Keep in mind that not all children have the same asthma symptoms, and these symptoms can vary from one asthma episode to the next in the same child. Also note that not all wheezing or coughing is caused by asthma.
In kids under 5 years of age, the most common cause of asthma-like symptoms is upper respiratory viral infections such as the common cold.
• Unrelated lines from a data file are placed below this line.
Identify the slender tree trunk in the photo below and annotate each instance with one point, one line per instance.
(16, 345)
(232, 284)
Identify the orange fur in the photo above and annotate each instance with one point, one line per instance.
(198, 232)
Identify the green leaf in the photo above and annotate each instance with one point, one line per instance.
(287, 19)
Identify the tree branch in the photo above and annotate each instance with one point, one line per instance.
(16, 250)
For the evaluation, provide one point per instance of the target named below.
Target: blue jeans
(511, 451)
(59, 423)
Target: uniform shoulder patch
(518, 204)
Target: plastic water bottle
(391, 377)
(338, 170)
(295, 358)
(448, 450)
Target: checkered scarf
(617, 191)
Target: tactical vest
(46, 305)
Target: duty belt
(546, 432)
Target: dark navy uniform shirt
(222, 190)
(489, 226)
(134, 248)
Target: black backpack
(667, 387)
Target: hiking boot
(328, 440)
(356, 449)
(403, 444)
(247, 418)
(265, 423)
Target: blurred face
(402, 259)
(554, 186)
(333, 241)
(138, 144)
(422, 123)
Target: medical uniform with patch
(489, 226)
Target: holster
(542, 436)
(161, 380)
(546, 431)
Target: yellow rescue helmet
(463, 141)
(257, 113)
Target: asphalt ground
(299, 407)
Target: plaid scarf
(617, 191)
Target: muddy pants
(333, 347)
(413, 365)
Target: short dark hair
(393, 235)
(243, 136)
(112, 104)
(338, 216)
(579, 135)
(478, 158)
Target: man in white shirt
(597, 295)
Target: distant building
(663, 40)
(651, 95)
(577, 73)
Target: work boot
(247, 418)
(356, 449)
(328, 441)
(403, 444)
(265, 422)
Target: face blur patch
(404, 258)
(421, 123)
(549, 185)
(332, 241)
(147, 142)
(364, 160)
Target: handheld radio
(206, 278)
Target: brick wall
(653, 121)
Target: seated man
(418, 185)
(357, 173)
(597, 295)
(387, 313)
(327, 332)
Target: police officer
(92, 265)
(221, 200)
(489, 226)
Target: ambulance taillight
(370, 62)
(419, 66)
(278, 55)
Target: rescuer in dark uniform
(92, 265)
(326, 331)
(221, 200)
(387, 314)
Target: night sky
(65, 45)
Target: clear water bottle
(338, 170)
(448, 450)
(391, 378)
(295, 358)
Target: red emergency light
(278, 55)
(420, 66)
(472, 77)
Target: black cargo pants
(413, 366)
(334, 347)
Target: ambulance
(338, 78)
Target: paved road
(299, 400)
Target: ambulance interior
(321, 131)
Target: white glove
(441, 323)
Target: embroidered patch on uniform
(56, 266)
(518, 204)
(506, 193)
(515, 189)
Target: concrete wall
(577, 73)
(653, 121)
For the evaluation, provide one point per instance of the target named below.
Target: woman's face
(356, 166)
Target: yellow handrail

How to Prevent Child from Asthma Attacks
Identify and Control Asthma Triggers
Keep a record of when symptoms occur and how long they last. Once patterns are discovered, some of the triggers can be avoided through indoor controls. This is a bit time consuming though.
- Use only polyester-filled pillows and comforters to control dust mites.
- Use mite-proof covers over pillows and mattresses.
- Keep covers clean by vacuuming or wiping them down once a week.
- Keep upholstered furniture, window mini-blinds, and carpeting out of a child’s bedroom and playroom because they can collect dust and dust mites (especially carpets). Use washable throw rugs and curtains and wash them in hot water weekly. Vinyl window shades that can be wiped down can also be used.
- Reduce the number of dust-collecting houseplants, books, knickknacks, and non-washable stuffed animals in your home.
- Vacuum the room.
- Avoid humidifiers when possible because moist air promotes dust-mite infestation.
- Ventilate bathrooms, basements, and other damp places where mold can grow. Consider keeping a light on in closets and using a dehumidifier in basements to remove air moisture.
- Use air conditioning because it removes excess air moisture, filters out pollens from the outside, and provides air circulation throughout your home. Filters should be changed once a month.
- Avoid wallpaper and carpets in bathrooms because mold can grow under them.
- Use bleach to kill mold in bathrooms.
- Keep windows and doors shut during pollen season.
- Do not smoke (or allow others to smoke) at home, even when a child is not present.
- Do not burn wood fires in fireplaces or wood stoves.
- Avoid strong odors from paint, perfume, hair spray, disinfectants, chemical cleaners, air fresheners, and glues.
- If your child is allergic to a pet, you may have to consider finding a new home for the animal or keeping the pet outside at all times. Never allow the pet into the allergic child’s bedroom.
- Cockroach may trigger asthma attack, so destroy them.
- Avoid mosquito coils in closed rooms.
- When mold or pollen counts are high, give your child medications recommended by your doctor before going outdoors or on a regular basis (as prescribed by your doctor).
- Drive with the car windows shut and air conditioning on during mold and pollen seasons.
- Don’t let a child mow the grass or rake leaves especially if he/she has allergies to grass.
- Take bath and change dress after going for outing in pollen seasons.
Asthma Management Plans
Every child with asthma should have an asthma management plan. This involves you and your child:
- Knowing what triggers asthma symptoms.
- Understanding how to take the asthma medication – how much, how often and how to use the inhaler correctly.
- Knowing what to do if your child’s symptoms get worse, and what to do in an emergency if your child doesn’t respond to the drugs that are usually taken (with the help of a doctor).
It’s a good idea for your child to see her doctor or nurse regularly to monitor her asthma symptoms and treatment.
Getting On with Life
Most children with asthma can lead perfectly normal lives. Keep encouraging your child to participate in sport and exercise. Your child might benefit from taking her asthma medication just before exercise to prevent a wheeze or a cough from happening.
If your child has frequent attacks or if symptoms prevent him from playing sport, sleeping at night, or feeling healthy, it is likely that he is being undertreated. Talk to your doctor about this so the treatment can be changed as needed. It is also important to let your child’s school know about his/her asthma. Asthma is a life-long condition, but it shouldn’t stop your child leading a full and active life if you learn how to manage it.